On June 23, the probate court granted petitioners motion of May 19, 1983. However, on July 21,
the Cunanan heirs filed a motion to nullify the proceedings and to set aside the appointment of,
or to disqualify, petitioner as special administratrix of the estates of Dr. Jose F. Cunanan and Dr.
Evelyn Perez-Cunanan. The motion stated: (1) that being the brothers and sisters and the legal
and surviving heirs of Dr. Jose F. Cunanan, they had been deliberately excluded in the
petition for the probate of the separate wills of the Cunanan spouses thereby misleading the
Bulacan court to believe that petitioner was the sole heir of the spouses; that such
misrepresentation deprived them of their right to due process in violation of Section 4, Rule
76 of the Revised Rules of Court; (2) that Dr. Rafael G. Cunanan, Jr., the executor of the estate of
the Cunanan spouses, was likewise not notified of the hearings in the Bulacan court; (3) that the
misrepresentation and concealment committed by petitioner rendered her unfit to be a special
administratrix; (4) that Dr. Rafael G. Cunanan, Jr. had, by virtue of a verified power of attorney,
authorized his father, Dr. Rafael Cunanan, Sr., to be his attorney-in-fact; and (5) that Dr. Rafael
Cunanan, Sr. is qualified to be a regular administrator as practically all of the subject estate in

the Philippines belongs to their brother, Dr. Jose F. Cunanan (Records, pp. 118-122). Hence,
they prayed: (1) that the proceedings in the case be declared null and void; (2) that the
appointment of petitioner as special administratrix be set aside; and (3) that Dr. Rafael Cunanan,
Sr. be appointed the regular administrator of the estate of the deceased spouses.

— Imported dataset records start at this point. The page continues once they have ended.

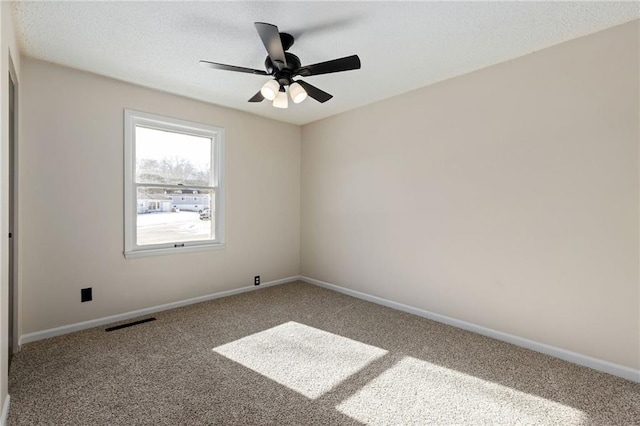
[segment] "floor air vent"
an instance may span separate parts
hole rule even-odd
[[[146,318],[140,321],[133,321],[133,322],[128,322],[126,324],[120,324],[120,325],[116,325],[115,327],[109,327],[109,328],[105,328],[104,331],[116,331],[116,330],[120,330],[121,328],[127,328],[127,327],[131,327],[134,325],[138,325],[138,324],[144,324],[145,322],[149,322],[149,321],[155,321],[155,318]]]

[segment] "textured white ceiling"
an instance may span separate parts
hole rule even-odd
[[[17,2],[22,53],[304,124],[640,17],[637,2]],[[286,110],[248,103],[268,77],[253,22],[296,38],[304,64],[358,54],[362,69],[308,77],[334,95]]]

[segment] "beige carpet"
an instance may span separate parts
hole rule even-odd
[[[640,424],[640,384],[304,283],[25,345],[9,425]]]

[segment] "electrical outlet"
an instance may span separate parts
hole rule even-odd
[[[80,301],[90,302],[91,300],[93,300],[93,295],[91,293],[91,287],[83,288],[82,290],[80,290]]]

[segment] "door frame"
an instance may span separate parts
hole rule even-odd
[[[19,226],[18,226],[18,151],[19,151],[19,82],[18,82],[18,74],[16,73],[15,66],[13,64],[13,58],[11,57],[11,52],[9,52],[9,75],[8,75],[8,83],[13,84],[13,138],[9,140],[9,152],[13,155],[9,158],[9,162],[13,164],[9,165],[9,185],[11,188],[9,189],[9,206],[11,209],[9,217],[13,220],[9,223],[9,232],[11,232],[11,239],[9,241],[9,252],[11,265],[9,266],[9,289],[12,296],[8,303],[11,304],[9,307],[9,327],[11,330],[9,334],[11,335],[11,347],[13,352],[9,354],[9,361],[11,360],[11,356],[20,351],[20,334],[19,334],[19,319],[20,319],[20,285],[19,285],[19,274],[18,274],[18,245],[19,245]],[[8,108],[9,110],[9,119],[11,119],[11,106]],[[11,135],[9,135],[11,136]],[[11,197],[13,195],[13,197]],[[12,222],[12,223],[11,223]],[[8,235],[7,235],[8,237]]]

Thereafter, the Cunanan heirs filed a motion requiring petitioner to submit an inventory or
accounting of all monies received by her in trust for the estate.
In her opposition, petitioner asserted: (1) that she was the sole and only heir of her daughter,
Dr. Evelyn Perez-Cunanan to the exclusion of the Cunanan collaterals; hence they were
complete strangers to the proceedings and were not entitled to notice; (2) that she could not have
concealed the name and address of Dr. Rafael G. Cunanan, Jr. because his name was
prominently mentioned not only in the two wills but also in the decrees of the American
surrogate court; (3) that the rule applicable to the case is Rule 77, not Rule 76, because it
involved the allowance of wills proved outside of the Philippines and that nowhere in Section 2
of Rule 77 is there a mention of notice being given to the executor who, by the same provision,
should himself file the necessary ancillary proceedings in this country; (4) that even if the
Bulacan estate came from the capital of Dr. Jose F. Cunanan, he had willed all his worldly
goods to his wife and nothing to his brothers and sisters; and (5) that Dr. Rafael G. Cunanan, Jr.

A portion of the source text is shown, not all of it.